Trump is prepared to impose extra tariffs, particularly on the German car industry if its German bosses build plants in Mexico and then sell cars to the neighboring United States. Trump wants to protect America’s car industry—as any U.S. leader would. Given that’s the case, U.S. car manufacturers should build better cars that not only Americans but also Europeans want to buy, as a recent letter in the Financial Times argued.

May faces a similar problem. If she is convinced that Britain can forge ahead with new trade deals, then Britain will need to sell goods—specifically, goods and commodities that China, India, South America, and Africa want. This is where Britain falls short. According to a recent report by PwC, the UK, which accounts for 3.5 percent of global GDP, holds a stronger position in the global trade of services than of goods, with over 7 percent of global exports of services, compared with just over 2.5 percent of goods exports.

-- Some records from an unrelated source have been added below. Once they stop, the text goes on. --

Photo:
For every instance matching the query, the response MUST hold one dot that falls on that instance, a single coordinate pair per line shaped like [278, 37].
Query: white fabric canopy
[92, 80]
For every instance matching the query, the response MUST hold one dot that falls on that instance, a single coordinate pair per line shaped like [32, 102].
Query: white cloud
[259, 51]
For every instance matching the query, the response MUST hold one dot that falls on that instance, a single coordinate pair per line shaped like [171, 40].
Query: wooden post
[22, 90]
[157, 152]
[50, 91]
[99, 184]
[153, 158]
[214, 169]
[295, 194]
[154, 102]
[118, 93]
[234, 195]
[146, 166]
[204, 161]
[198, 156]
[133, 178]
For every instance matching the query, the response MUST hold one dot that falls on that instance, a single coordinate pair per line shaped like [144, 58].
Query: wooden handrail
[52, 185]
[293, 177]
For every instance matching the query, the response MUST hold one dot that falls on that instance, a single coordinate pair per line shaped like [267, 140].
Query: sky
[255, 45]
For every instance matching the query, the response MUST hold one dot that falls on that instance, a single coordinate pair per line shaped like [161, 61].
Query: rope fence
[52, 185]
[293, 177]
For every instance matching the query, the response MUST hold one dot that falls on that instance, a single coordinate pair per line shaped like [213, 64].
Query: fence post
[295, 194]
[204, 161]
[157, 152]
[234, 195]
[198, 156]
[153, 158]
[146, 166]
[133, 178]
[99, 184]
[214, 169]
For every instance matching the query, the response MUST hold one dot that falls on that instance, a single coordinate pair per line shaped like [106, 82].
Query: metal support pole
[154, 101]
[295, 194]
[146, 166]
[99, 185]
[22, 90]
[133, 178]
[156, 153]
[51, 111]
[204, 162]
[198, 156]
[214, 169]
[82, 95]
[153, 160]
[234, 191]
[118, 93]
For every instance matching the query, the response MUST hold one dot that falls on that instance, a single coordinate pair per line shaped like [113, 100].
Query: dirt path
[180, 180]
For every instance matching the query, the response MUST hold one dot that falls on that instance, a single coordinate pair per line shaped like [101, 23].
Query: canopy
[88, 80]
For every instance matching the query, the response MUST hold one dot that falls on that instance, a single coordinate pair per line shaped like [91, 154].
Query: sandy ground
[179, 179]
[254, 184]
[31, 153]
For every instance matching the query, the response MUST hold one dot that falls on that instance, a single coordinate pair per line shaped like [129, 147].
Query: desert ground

If May wants to revive a declining manufacturing sector, she will need a skilled workforce and a long-term investment strategy. The former will require a review of her policy to restrict immigration; the latter will require money.

As for the leaders’ approaches to Europe, Obama needed some time to understand how the EU works—and who could blame him? During his second term, he relied on Angela Merkel, the German chancellor, to keep Europe united over Ukraine, Russia, and the euro crisis rather than depend on the leaders of the EU’s institutions. But as his relationship with Merkel developed and deepened, neither articulated what kind of Europe they wanted or how they saw the future of the transatlantic relationship. In some ways, that was a lost opportunity.

Obama did, however, warn the British about leaving the EU. London, he said, speaking before the June 2016 referendum on the UK’s membership, could not expect a quick bilateral trade deal with Washington if it chose to quit the EU.

This is where a Trump presidency might be to May’s advantage. Trump’s praise for Brexit is unsettling. He quipped in recent interviews about which other EU countries might choose a similar path to Britain’s. It’s as if his views of the EU and NATO are based not on alliances, security, and values but on the balance sheet—on a cost-benefit analysis.

If that is Trump’s worldview—and if, as it seems, May puts economic nationalism before any long-term strategic analysis of what Brexit and Trumpism mean for security—then European leaders should start setting out what kind of future relationships they want with London and Washington. They don’t have much time.